I found the sleepy village of Es Pilar de la Mola, the other end of the island from the blink-and-you’ll-miss-it capital of Sant Francesc Xavier, was worth a visit — its twice-weekly hippy craft market sells goods of surprisingly good quality, many times better than its counterpart on Ibiza.
Es Pilar de la Mola is also home to one of the island’s best restaurants, Pequeña Isla, where I enjoyed local specialities, including ensalada payesa, made of twice-baked bread, dried fish, tomatoes, pepper, olives, oil and vinegar. My other favourite was pastel de patata — white cheese and pesto grilled on sliced potato.
The only resort on the island is Es Pujols, where you’ll find low-rise apartment blocks and a few tourist shops selling inflatable crocodiles. But even here there is plenty to celebrate. Enter the warren of back alleys and you will find some delightful bars, restaurants and boutiques, while along the beachfront is a row of varaderos, the traditional shelters built by Balearic fishermen from driftwood to house their boats, which are still passed down from one generation to the next.
According to locals, some canny fishermen were recently given a hefty sum in compensation by the EU when their varaderos were destroyed in a storm. Having pocketed the cash, they simply rebuilt the shacks using the newly available driftwood.

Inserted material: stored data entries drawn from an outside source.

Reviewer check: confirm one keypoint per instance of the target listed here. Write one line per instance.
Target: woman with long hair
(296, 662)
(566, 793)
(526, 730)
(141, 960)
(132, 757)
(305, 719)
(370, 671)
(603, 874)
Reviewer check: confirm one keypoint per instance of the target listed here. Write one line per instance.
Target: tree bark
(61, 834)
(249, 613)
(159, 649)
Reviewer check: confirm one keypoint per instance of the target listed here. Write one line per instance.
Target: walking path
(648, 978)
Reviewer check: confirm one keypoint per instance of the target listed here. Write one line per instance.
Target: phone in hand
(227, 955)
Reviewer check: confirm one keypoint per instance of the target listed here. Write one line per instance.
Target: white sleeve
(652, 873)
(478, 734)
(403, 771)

All roads lead back to the Trucador peninsula, a narrowing sand spit that extends from the north of the island towards Ibiza. On the west side is Platja de Ses Illetas, the pristine beach first glimpsed by arriving ferry passengers, its sugary sand lapped by gentle waves. And if you want an even more private spot, stroll across the peninsula to Platja de Llevant, where the water is so flat and clear that it resembles a vast infinity pool. The best beaches in the Mediterranean? I think so.